For his art history dissertation project, Brendan McMahon will examine the intersections of art and science in early colonial Mexico. Working closely with collections and scholars in Mexico City and Zacatecas, he will use 16th century objects incorporating natural materials as well as Nahuatl language pictorial documents to trace how diverse communities in the colonial period organized, classified, and represented the natural world.

Graduating with a major in history and a minor in natural science, Bijou (Diem-Tran) Nguyen will spend her Fulbright year as an English Teaching Assistant in South Korea. Having previously taught abroad in Uganda and the Azores Islands, Bijou plans to apply her acquired ideas and techniques to her assignment in Korea. She will also live in a home stay. Following her Fulbright, Bijou plans on attending the USC Keck School of Medicine.

As an English teaching assistant in Spain, Miriam Otero will focus on developing students’ new media literacy skills in English through the use of blogs, social networking, and other forms of media. She will also teach about American history and culture. Miriam graduated from USC in 2013 with a Masters of Arts in Teaching TESOL.

Rebecca Ryan’s experience teaching in a New Orleans turn-around charter school exposed her to various educational barriers for youth. As an English teaching assistant in Thailand, she seeks to extend her perspective on education beyond the United States and learn about the culture and educational approach in Thailand. Rebecca graduated from USC in 2009 with a major in Neuroscience.

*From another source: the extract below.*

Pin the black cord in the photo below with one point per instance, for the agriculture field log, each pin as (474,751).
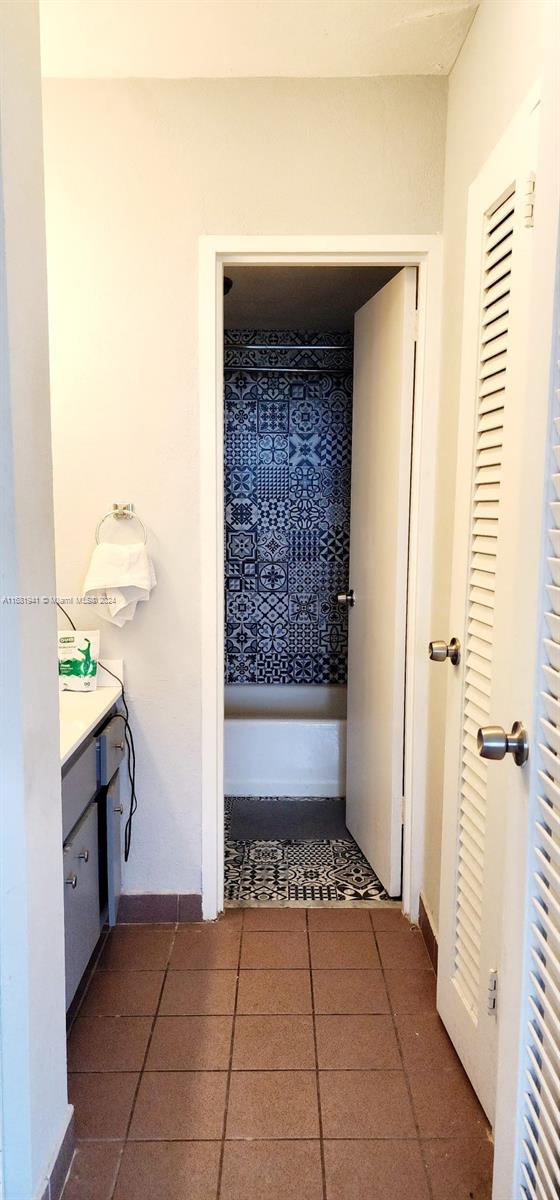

Sarah Tomlinson developed a strong interest in Mongolian culture during a teaching experience as a Master of Arts in Teaching TESOL student. As an English teaching assistant in Mongolia, Sarah will be placed at an institution of higher education where in addition to teaching English, she will organize language-related cross-cultural student activities and engage in embassy-organized public outreach activities.

Master of Arts in Teaching alumnus Matthew Wong has a passion for teaching and public service. He will serve his Fulbright year as an English teaching assistant working with elementary and junior high students in Taiwan. He seeks to deepen his understanding of Taiwanese culture and facilitate civic engagement through discussions of sustainability practices and participation in green activities such as biking and hiking.

Mellon Mays Undergraduate Fellow Vivian Yan will spend an academic year in Hong Kong examining the extent to which ethnic and social diversity shapes the ideologies created by political activism, and to explore how these tensions create or destabilize ideas of Hong Kong identity. Vivian is graduating with a double major in comparative literature and history.